P- O réu contribuiu com cerca de metade do valor das obras realizadas, concretamente, com o valor de, pelo menos, € 11.000,00 (onze mil euros).

Q- A autora e o réu desentenderam-se, tendo cessado a vida em comum, em Maio de 2013.

R- O imóvel tem o valor actual estimado de € 30.500,00 (trinta mil e quinhentos euros).

S- A mãe da autora, a autora, o réu e a filha de ambos viveram no imóvel em causa, durante mais de vinte anos, até à realização das obras referidas, nos anos de 2011 ou 2012.

T- O réu habita o imóvel em questão, desde 1990, nunca tendo pago qualquer quantia a título de compensação ou renda pela ocupação.

U- Foi sempre a autora, ao longo dos mais de vinte anos de vida em comum com o réu, quem tratou de todos os serviços domésticos, nomeadamente confeccionando as refeições, tratando das roupas, limpando a casa e cuidando da filha.

Com interesse para a decisão, não se provou que:

1- O imóvel em causa não tinha condições de habitabilidade, antes das obras;

2- O valor do imóvel, antes das obras, era de quatro mil escudos, correspondente a vinte euros; 

3- O réu, com dinheiro exclusivamente seu, custeou todas as obras feitas na casa, no valor de vinte e cinco mil euros.

4- O réu não tem outra habitação para onde possa ir morar.

5- O valor do imóvel, antes das obras, era de 30.000,00 euros;

6- O valor actual do imóvel é de € 57.500,00;

7- O réu doou à autora o valor de € 10.000,00, com que contribuiu para o pagamento das obras no imóvel em causa.

IV.

O réu pretende que lhe sejam restituídas as importâncias que despendeu nas obras efectuadas no imóvel referido nestes autos, pertencente à autora, invocando o instituto do enriquecimento sem causa.

Ficou provado que a autora e o réu viveram em união de facto desde 1990, durante 23 anos, habitando o referido imóvel, no qual procederam a obras de reparação e ampliação, tendo o réu contribuído em cerca de metade do custo dessas obras, ou seja, 11.000 euros. Autora e réu cessaram a vida em comum em Maio de 2013, continuando, porém, o réu a habitar o imóvel contra vontade da autora.

O art. 1º, nº 2, da Lei 7/2001, de 11/5, na redacção dada pela Lei 23/2010, de 30/8, define união de facto como a situação jurídica de duas pessoas que, independentemente do sexo, vivam em condições análogas às dos cônjuges há mais de dois anos.
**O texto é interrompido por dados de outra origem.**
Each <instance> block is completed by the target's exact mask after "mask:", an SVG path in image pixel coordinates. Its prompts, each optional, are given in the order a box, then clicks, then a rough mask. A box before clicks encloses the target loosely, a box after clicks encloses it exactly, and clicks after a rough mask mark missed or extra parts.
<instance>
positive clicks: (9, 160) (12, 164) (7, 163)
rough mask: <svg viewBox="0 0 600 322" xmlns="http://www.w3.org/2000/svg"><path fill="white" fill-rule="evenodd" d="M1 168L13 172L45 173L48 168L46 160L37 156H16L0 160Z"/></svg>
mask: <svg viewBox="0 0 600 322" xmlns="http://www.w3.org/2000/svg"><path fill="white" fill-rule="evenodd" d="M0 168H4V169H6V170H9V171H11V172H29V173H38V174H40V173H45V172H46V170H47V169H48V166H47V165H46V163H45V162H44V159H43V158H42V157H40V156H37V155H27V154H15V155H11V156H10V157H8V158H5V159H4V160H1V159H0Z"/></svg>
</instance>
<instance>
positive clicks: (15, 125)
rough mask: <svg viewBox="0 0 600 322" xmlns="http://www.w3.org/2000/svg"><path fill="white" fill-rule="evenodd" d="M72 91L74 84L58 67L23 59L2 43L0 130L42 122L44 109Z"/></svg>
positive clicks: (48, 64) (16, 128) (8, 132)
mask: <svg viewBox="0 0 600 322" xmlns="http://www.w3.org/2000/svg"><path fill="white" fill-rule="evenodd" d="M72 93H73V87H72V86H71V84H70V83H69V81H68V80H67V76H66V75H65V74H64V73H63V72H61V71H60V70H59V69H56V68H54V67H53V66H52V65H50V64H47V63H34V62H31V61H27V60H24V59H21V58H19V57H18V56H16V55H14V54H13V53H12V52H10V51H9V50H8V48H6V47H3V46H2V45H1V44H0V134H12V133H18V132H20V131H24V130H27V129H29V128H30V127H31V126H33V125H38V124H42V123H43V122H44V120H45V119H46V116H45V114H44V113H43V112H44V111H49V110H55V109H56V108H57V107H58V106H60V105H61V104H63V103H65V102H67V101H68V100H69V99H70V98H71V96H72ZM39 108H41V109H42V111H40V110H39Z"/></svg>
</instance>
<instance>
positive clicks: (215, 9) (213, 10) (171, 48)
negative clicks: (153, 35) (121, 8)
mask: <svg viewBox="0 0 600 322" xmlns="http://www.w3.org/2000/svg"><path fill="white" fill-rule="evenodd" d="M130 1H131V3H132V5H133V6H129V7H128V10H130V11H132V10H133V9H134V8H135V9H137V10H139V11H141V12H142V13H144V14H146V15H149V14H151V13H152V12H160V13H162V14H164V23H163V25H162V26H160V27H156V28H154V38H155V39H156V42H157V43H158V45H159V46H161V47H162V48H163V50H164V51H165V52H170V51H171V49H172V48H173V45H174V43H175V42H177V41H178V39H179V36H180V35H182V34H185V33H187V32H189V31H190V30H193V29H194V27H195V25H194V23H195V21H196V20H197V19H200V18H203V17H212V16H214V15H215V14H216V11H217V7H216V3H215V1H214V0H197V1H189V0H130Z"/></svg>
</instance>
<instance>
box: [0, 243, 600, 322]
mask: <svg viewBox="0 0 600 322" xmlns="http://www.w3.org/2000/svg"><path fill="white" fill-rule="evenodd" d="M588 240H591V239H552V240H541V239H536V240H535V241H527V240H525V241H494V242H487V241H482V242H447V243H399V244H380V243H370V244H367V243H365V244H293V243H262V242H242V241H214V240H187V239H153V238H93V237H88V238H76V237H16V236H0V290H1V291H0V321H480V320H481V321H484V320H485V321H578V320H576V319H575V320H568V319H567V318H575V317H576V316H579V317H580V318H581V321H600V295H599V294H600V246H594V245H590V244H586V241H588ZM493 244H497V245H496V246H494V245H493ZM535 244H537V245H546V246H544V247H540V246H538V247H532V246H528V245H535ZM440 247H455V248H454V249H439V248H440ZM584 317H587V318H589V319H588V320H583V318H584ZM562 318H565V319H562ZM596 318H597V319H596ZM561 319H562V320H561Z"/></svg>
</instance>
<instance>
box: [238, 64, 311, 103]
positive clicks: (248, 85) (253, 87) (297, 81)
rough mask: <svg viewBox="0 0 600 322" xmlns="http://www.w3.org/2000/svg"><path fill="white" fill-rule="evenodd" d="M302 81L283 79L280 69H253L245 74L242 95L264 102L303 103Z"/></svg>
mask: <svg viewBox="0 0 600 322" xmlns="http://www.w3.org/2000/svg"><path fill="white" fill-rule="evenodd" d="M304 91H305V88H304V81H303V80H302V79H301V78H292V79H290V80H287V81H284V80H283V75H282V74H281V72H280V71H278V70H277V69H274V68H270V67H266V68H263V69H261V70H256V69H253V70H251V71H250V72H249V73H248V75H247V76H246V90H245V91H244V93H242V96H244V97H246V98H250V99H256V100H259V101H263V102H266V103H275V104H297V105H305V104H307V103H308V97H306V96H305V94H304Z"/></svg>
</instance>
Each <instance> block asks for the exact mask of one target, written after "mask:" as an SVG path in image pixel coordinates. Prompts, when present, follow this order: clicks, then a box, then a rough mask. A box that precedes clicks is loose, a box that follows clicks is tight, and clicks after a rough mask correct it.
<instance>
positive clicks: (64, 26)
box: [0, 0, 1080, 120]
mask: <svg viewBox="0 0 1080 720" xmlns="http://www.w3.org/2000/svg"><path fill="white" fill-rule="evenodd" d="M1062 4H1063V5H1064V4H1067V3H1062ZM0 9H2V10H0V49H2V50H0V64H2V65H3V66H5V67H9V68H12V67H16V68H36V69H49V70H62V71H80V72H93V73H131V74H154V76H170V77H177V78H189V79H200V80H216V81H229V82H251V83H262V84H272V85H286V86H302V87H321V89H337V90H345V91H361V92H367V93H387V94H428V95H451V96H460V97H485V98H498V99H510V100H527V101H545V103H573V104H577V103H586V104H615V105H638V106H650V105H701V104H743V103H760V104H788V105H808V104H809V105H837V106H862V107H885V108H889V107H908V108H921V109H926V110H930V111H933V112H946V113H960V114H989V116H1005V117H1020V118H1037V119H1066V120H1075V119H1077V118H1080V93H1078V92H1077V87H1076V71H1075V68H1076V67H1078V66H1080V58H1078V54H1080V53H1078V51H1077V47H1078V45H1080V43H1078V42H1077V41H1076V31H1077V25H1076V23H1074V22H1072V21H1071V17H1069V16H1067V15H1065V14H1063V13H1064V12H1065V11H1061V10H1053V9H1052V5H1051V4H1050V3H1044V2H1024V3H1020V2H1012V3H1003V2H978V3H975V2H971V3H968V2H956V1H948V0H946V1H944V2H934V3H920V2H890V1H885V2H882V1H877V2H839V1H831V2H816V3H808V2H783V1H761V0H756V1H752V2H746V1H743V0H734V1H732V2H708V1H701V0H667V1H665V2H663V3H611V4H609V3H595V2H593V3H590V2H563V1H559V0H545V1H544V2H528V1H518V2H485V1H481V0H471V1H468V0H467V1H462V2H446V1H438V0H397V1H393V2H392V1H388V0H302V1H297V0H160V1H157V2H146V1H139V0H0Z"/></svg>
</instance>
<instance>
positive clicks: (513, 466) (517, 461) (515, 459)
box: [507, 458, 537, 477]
Podendo ser considerada uma relação jurídica familiar, concretizando um direito, que é constitucionalmente garantido – o direito de constituir família (art. 36º, nº 1, da CRP) – tal não significa que deva ser concedido aos unidos de facto um tratamento igual ao que é dispensado aos cônjuges.

Casamento e união de facto são situações materialmente diferentes, não se justificando, nem havendo fundamento legal para estender a esta situação de facto as normas que disciplinam o casamento e respectivos efeitos[2].

É inegável, porém, que a união de facto passou a ser uma opção de vida de muitos casais, em detrimento do casamento, permitindo, tal como este, a realização pessoal dos seus membros. Acompanhando esta evolução, o direito tem consolidado o reconhecimento dessa realidade social e alargado os seus efeitos.

Reconhece-se, apesar disso, que o regime legal da união de facto tem "carácter fragmentário e disperso", embora não "necessariamente lacunoso", por ser de admitir ter sido intenção do legislador conferir efeitos limitados às uniões de facto[3].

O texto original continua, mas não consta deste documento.